McDaniels denied there would be such consequences. But planning director Walter Young would not take no for an answer. He had been given the clear impression, he told the council, that indeed, were they to approve the request, they could be in violation of the DCA’s recommendations and that sanctions could take the form of grant monies being denied to the city. According to the minutes from that 1986 hearing, Young thought that money could add up to $1 million.
It was then that City Council member Hoyt Howard spoke up. We shouldn’t be afraid of Tallahassee or any attorney either, for that matter. But, he said, it wasn’t right to make zoning changes just to please “a few people.”
He made a motion to deny the zoning change again. It passed unanimously.
And still another coda, this time in the courts.
On Dec. 7, 1988, Circuit Judge Paul Kanarek empanelled a jury to hear a civil case brought by Michael O’Haire on behalf of the widow Eve Siebert et al against the city of Vero Beach, asking the court to declare the city’s decision to deny the change in zoning invalid.

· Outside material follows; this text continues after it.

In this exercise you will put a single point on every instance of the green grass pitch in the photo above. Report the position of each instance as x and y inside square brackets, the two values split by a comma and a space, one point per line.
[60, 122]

After four days of trial, just as the jury was considering its verdict, Judge Kanarek called a halt to deliberations to offer a directed verdict. Essentially, he ruled in the city’s favor, finding that the issue was “fairly debatable,” the legal standard of the day, that there was enough evidence for the city to believe that the DCA could make real trouble over the Hutchinson Island evacuation plan.
Today, the oceanfront lots are selling piecemeal, still zoned residential. Only one remains occupied by an owner from that era – Adele Clemens. She says a lot adjacent to hers just sold to a couple from Tampa.
Elarbee and Siebert sold to Jan Jelmby, a high-end builder who moved here from Sweden in 1984, and lives only a few blocks away. In 2001, his firm, Helmet House, began work on the first of five planned 11,000 square foot Italianate mansions – with seawalls. One has sold, another is listed for $8 million.
A decade would pass before the island would have another shot at hosting a world-class resort. This time though, Disney’s Vero Beach Resort had a much easier time of things. Once again O’Haire’s client, Disney was proposing its resort at a virtually untraveled end of the island, near Wabasso. Still, he wasn’t taking any chances.
“We did an end run,” says O’Haire, describing his successful strategy that go-around: He ordered up a zoning change that described the Disney plan to a “T.” It passed.Disney celebrates its 15th anniversary this week.